Danville’s vice mayor thinks city officials should reexamine parking space requirements for businesses because the rules are outmoded and complex.

One big issue is there are dozens of business classifications used to help determine how many parking spaces an establishment must have at minimum to operate, said Vice Mayor Lee Vogler.

“There are 54 different categories,” Vogler said of the city’s code. “Reading it is like reading a novel, and they’re not really consistent.”

Each classification, he argued, has a different parking requirement.

“If you’re a barbershop or a beauty salon, you have to have a certain amount of parking,” he said.

Steve DelGiorno, owner of 616 Farm to Table Restaurant, Crema & Vine, and Lynn Street Market, said he agreed with Vogler’s statements.

“It’s time to take a look at that, especially in today’s environment,” DelGiorno said Thursday. “Businesses are being conducted in a different manner.”

Many customers, DelGiorno said, shop online, swoop in to a business to pick up their items and leave.

There are way too many classifications, he said, adding that he has not had parking issues at his businesses.

Trends have changed since the rules were written, Vogler said.

“I imagine a lot of this stuff was written in the 1980s, when big shopping centers and malls were the rage,” he said.

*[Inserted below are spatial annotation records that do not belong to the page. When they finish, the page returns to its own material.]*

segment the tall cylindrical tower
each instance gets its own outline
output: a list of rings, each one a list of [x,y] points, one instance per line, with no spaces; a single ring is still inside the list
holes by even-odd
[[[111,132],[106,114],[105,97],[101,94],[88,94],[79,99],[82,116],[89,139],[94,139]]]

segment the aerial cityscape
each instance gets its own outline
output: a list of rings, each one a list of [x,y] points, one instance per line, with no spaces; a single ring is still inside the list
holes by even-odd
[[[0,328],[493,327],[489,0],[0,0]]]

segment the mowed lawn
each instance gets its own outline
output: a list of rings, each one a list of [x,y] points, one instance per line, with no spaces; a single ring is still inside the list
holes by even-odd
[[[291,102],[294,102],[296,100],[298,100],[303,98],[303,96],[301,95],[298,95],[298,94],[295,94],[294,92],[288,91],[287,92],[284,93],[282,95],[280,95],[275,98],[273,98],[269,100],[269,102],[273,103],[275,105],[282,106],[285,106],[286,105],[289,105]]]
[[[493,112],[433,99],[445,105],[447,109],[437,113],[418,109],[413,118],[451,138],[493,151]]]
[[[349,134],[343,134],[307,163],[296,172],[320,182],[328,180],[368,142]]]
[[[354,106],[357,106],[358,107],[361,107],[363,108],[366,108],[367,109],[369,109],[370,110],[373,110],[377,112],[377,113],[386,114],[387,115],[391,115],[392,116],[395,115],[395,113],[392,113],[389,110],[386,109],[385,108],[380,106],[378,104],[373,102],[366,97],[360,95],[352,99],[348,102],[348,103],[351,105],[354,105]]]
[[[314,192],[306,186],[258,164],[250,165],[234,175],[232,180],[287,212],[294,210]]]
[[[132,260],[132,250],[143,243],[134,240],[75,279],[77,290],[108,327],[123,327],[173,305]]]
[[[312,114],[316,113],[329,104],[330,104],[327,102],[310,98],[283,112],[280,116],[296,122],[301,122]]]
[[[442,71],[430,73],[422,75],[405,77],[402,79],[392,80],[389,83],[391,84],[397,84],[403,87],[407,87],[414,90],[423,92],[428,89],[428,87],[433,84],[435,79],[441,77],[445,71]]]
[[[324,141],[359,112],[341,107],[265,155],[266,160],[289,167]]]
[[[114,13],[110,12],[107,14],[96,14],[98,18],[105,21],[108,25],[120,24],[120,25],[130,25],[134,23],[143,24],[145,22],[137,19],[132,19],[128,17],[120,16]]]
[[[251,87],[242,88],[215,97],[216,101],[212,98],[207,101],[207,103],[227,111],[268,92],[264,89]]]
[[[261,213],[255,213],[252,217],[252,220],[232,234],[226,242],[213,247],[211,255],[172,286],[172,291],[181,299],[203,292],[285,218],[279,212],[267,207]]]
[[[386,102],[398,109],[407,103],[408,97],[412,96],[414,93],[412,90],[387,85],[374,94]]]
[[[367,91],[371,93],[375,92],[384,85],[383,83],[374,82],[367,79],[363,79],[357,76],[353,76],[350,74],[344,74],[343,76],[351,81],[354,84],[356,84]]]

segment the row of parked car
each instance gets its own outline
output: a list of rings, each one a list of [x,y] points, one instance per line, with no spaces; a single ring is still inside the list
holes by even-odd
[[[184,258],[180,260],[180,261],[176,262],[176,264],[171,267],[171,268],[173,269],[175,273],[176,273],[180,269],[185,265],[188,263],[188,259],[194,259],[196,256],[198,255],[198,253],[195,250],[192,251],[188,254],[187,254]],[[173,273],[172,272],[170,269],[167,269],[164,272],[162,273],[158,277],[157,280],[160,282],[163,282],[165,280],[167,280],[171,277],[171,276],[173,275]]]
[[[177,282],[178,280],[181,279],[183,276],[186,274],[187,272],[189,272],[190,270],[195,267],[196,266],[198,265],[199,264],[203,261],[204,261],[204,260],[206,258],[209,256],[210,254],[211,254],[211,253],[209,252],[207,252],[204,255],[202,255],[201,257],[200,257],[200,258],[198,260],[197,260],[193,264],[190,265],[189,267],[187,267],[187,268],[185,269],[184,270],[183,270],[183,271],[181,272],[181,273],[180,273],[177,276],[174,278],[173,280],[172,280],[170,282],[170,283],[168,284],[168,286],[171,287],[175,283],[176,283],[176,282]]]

Times are different now, the vice mayor argued, and localities are moving beyond those regulations.

“There are dozens and dozens of cities drastically reducing parking minimums or getting rid of them completely,” Vogler said.

Danville Planning Commission Member Harold Garrison said he has not looked into the matter.

“I really don’t have any thoughts on it right now without going through and reading all the zoning, which is something I intend to do,” he said.

City Manager Ken Larking said city staff, including the planning office, will look into parking requirements.

“We’ll take a look to see if there’s an opportunity to make modifications that better meet the needs of how people park,” Larking said.

Parking needs will drop drastically in coming decades, Vogler said, noting that the parking needs across the country have dropped by as much as 40%, especially in urban areas.

“We need to start planning ahead,” Vogler said.

In some cases, the requirements are putting too much space between businesses, he said.

“You’re creating seas of flat concrete parking lots,” he said. “It’s an inflexible relic from a bygone era.”